Necrotizing Fasciitis (Flesh Eating Bacteria)


Necrotizing Fasciitis is a bacterial infection caused by the Strep A bacterium. This bacterium is usually easily killed by antibiotics, however in some cases a very strong strain of Strep A (and sometimes other bacteria) will cause destruction of the soft tissue at the site of a cut or scrape. 20% of patients diagnosed with necrotizing fasciitis die due to the strength of the bacteria and its ability to spread quickly through the body.

Causes

The bacterium enters the skin through a wound, either large or small (accidental or from surgical procedures, etc), or can enter through weak skin such as a bruise. The bacteria itself is airborne and is transfered from person to person by respiratory droplets.

Contrary to a recent widespread internet mail, necrotizing fasciitis cannot be cause by bananas from Costa Rica or anywhere else.

Symptoms

Early Symptoms (usually within 24 hours):
  • skin trauma of some sort with pain that is disproportionate to the injury
  • intense Flu-like symptoms
  • intense thirst

Late Symptoms (3 - 4 days):
  • purple-ish rash and swelling of the injured area
  • large dark marks on the skin that turn into blisters filled with dark blackish fluid
  • The wound may begin to appear necrotic (dead) with buish, white or dark mottled appearance

Critical Symptoms:
Diagnosis and Treatment

Unfortunately, during the early stages, necrotizing fasciitis is usually misdiagnosed (a full 75% of the time) because of the rarity of the disease (only about 500 - 1500 cases per year are reported) and the flu-like symptoms.

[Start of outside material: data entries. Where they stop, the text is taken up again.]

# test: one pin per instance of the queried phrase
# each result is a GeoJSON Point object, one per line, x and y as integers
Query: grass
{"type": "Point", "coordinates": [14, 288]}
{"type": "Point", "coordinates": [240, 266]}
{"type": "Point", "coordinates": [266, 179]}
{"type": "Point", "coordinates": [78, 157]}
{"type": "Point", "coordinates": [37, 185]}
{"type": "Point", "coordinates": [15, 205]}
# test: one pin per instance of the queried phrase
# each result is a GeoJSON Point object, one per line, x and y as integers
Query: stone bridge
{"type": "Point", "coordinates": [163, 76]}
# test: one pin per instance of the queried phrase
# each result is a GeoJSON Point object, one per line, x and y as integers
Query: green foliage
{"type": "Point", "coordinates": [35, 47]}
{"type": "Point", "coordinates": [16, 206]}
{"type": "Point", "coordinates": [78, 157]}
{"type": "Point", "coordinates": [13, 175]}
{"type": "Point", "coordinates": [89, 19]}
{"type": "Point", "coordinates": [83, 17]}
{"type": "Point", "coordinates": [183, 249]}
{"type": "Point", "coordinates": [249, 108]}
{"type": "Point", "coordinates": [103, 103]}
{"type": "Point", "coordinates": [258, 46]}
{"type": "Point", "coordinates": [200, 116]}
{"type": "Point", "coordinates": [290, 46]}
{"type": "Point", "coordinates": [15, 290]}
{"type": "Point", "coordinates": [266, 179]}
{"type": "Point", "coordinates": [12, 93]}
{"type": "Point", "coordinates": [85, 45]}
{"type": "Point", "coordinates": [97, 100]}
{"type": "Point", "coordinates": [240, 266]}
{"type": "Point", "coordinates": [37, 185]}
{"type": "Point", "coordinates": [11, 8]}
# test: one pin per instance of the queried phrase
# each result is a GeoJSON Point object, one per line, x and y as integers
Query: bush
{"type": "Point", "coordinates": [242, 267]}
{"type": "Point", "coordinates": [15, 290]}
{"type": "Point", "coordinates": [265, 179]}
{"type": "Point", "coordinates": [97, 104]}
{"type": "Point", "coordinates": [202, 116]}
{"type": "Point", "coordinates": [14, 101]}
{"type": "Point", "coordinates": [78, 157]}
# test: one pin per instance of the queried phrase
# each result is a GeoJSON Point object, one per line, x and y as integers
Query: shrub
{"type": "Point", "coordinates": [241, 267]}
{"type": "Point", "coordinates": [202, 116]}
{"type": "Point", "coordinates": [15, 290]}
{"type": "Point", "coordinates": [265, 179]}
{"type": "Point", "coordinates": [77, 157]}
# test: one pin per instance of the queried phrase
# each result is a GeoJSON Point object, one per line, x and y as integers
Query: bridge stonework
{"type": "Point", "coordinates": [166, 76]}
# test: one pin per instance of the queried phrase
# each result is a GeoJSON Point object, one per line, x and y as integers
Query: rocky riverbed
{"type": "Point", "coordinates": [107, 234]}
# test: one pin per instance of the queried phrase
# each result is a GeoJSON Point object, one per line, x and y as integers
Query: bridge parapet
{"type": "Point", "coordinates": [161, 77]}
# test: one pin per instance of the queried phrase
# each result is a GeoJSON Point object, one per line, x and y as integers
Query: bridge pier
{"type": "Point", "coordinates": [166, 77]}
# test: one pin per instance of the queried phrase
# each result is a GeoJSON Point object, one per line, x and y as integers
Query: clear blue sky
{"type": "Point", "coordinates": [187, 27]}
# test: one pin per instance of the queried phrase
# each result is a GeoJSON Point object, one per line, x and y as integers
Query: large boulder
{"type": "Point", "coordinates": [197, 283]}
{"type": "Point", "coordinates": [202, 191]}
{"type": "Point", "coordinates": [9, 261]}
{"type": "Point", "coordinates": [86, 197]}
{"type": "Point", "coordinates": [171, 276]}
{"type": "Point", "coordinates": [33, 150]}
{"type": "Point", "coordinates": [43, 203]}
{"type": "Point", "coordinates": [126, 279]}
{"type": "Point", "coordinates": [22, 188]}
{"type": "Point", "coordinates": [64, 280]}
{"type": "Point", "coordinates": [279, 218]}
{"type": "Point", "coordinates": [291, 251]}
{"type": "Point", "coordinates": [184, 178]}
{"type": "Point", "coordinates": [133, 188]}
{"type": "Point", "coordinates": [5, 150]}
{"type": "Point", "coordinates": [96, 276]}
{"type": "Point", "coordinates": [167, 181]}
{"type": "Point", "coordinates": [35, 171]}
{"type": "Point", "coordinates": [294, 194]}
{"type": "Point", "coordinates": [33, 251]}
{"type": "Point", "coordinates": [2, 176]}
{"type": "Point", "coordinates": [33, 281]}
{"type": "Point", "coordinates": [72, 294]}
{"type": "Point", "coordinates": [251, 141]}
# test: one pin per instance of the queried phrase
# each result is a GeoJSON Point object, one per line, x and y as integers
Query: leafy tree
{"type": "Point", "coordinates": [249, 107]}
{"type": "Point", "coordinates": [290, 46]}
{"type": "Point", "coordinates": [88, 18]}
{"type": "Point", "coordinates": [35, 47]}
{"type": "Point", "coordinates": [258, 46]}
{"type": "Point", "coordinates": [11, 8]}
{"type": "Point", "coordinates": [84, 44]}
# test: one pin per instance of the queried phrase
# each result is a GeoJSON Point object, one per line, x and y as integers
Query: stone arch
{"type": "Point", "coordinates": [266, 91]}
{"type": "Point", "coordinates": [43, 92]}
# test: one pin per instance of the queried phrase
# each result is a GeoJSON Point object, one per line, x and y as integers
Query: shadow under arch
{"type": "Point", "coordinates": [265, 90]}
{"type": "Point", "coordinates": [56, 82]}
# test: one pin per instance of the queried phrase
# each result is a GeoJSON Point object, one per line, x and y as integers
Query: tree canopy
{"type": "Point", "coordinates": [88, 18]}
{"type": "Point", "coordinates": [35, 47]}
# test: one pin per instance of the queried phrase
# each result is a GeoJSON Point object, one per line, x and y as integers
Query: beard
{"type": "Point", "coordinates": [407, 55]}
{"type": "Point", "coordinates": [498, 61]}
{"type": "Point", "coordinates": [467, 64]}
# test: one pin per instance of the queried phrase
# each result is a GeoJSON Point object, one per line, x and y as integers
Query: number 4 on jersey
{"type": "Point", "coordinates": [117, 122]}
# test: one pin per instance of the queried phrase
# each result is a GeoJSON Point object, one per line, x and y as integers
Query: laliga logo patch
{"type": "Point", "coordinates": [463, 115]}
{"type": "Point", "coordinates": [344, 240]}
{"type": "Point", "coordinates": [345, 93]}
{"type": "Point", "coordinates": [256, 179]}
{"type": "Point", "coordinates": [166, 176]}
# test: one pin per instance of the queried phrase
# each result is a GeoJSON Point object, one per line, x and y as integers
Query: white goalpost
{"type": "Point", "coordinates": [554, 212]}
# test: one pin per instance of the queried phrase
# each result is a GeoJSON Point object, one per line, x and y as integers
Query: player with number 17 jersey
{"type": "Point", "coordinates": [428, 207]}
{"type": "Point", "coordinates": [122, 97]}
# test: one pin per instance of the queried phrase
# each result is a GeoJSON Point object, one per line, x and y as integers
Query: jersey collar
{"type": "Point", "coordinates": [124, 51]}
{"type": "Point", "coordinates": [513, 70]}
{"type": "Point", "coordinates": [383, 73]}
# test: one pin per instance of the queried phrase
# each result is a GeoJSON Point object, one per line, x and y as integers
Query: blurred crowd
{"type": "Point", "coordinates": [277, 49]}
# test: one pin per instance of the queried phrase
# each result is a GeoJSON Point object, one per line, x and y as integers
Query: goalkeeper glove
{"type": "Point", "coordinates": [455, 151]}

Usually the final diagnosis is given by a specialist in infectious diseases after treatment of the symptoms has failed and the condition has worsened.

Treatment usually includes IV antibiotics and aggressive removal of dead tissue. Other treatments may be added depending upon the level of toxiticy and organ failure, including medications to raise blood pressure, blood transfusions, anti-globulins, and in some cases patients are treated in hyperbaric chambers.

Prognosis

Prognosis is good if there is prompt diagnosis and treatment. For those that survive, there is almost certainly going to be some amount of skin removal and skin grafting. In many cases full limb amputations are performed due to the rapidity of necrotization.